Getting started with property-based testing

  • Several commenters struggle to apply Hypothesis when they don’t fully understand the existing code; they default to writing more example-based unit tests.
  • Recommended starter pattern:
    • Begin with very general properties like “does not crash” or “only throws allowed exceptions”.
    • Use Hypothesis’ strategies to generate broad input classes; refine constraints over time instead of trying to model “all possible inputs”.
  • The @example decorator is highlighted as a bridge from hand-written edge cases to generated ones.
  • Property-based tests can be seen as “parameterized tests with autogenerated tables”.

Typical properties and patterns

  • Round-trip invariants: decode(encode(x)) == x (e.g., JSON or other serialization) are cited as a highly motivating, practical use case.
  • Equality to a simpler or reference implementation (oracle) is common when there’s a naive but trusted version, or when migrating between implementations.
  • For sorting and similar algorithms, suggested properties include:
    • Output length equals input length.
    • Output is ordered.
    • Multiset of elements is preserved.
    • Idempotence: sorting twice = sorting once.
    • Permuting inputs doesn’t change results.
  • Other recurring properties: idempotence, commutativity, associativity, identity elements, order independence, and state-machine style “operation sequences obey invariants” (e.g., UI focus, DB drivers, delete/lookup semantics).

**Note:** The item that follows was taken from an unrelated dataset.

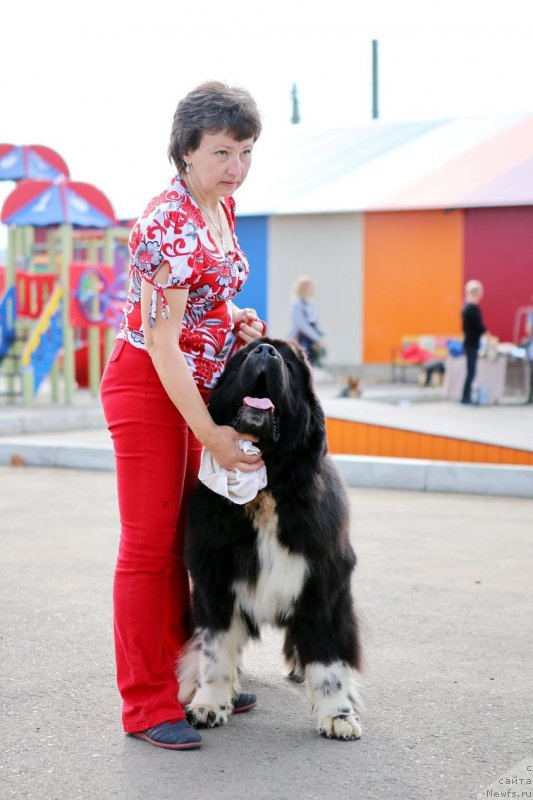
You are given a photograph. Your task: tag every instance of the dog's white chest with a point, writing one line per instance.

Shrinking, randomness, and determinism

  • Hypothesis’ shrinking (minimizing failing examples) is repeatedly described as its most powerful feature and more advanced than classic QuickCheck.
  • It uses heuristics (e.g., edge-case values, tricky strings/floats) and maintains a failure database; seeds and failing examples can be replayed, making “random” tests reproducible.
  • Some worry about non-deterministic tests; others counter that you log seeds, commit failing examples, and over time cover more of the input space than fixed tests.

Use cases and benefits

  • Reported successes include:
    • Finding subtle numeric, Unicode, and boundary bugs (e.g., specific list sizes, Turkish “İ”, ß lowercasing, NaN/∞).
    • Stress-testing APIs to ensure no 500s/NPEs and robust input validation.
    • Verifying data structures, compilers, parsers, SQL/DDL tools, DB migration behavior, and complex drivers.
  • Libraries built on Hypothesis such as Schemathesis are praised for uncovering many API validation bugs.

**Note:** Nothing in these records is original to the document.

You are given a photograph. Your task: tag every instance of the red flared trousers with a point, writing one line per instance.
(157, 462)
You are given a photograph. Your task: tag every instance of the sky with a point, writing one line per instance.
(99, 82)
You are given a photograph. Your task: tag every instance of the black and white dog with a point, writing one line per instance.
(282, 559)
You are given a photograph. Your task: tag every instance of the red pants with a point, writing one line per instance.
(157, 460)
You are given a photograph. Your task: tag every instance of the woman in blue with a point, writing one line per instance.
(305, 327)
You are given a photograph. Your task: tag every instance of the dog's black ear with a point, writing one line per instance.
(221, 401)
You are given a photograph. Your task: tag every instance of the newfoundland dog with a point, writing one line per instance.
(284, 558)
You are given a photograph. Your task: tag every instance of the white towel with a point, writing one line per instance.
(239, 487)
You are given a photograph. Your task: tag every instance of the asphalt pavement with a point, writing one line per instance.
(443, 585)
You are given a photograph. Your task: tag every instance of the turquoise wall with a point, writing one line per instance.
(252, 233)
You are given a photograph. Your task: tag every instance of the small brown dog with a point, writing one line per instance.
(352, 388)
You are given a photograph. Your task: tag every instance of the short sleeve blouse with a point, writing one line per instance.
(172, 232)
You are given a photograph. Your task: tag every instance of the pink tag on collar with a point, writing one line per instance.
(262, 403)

Critiques, tradeoffs, and adoption

  • Some argue PBT can require complex generators or even model/state-machine implementations; tests risk being as complex as the SUT and harder to maintain.
  • Others respond that:
    • You do not need to reimplement business logic; you test general properties and relations between functions, often simpler than enumerating examples.
    • PBT complements, not replaces, example-based tests; failing cases can be turned into fixed regression tests.
  • Barriers to adoption include:
    • Misconceptions about “non-deterministic tests” being inherently bad.
    • The learning curve for expressing good properties and strategies.
    • Test runtime concerns; suggested mitigations include fewer examples during development and fuller runs in CI.

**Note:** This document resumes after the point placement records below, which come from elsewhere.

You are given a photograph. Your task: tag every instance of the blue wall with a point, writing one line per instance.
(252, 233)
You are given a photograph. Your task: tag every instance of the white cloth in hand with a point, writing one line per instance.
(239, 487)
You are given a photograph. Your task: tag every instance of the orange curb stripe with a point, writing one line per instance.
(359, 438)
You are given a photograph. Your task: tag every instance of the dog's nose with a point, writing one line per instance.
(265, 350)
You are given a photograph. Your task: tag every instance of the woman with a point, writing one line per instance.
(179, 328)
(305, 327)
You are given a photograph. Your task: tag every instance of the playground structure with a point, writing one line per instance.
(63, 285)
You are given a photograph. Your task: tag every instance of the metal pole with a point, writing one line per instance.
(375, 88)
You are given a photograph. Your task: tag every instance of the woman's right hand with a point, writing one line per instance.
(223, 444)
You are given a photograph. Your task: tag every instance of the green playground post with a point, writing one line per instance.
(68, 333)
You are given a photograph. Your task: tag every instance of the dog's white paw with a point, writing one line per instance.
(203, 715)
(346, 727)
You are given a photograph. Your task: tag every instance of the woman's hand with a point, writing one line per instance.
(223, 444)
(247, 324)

Ecosystem and documentation

  • Hypothesis is compared favorably to other PBT libraries (QuickCheck, FsCheck, Rust’s proptest, Go’s rapid, JS’ fast-check), especially in shrinking and heuristics.
  • Some note Hypothesis’ pytest integration is better than with unittest.
  • The Hypothesis docs’ “Explanations” section and its design-philosophy content are praised for deepening understanding beyond quickstarts.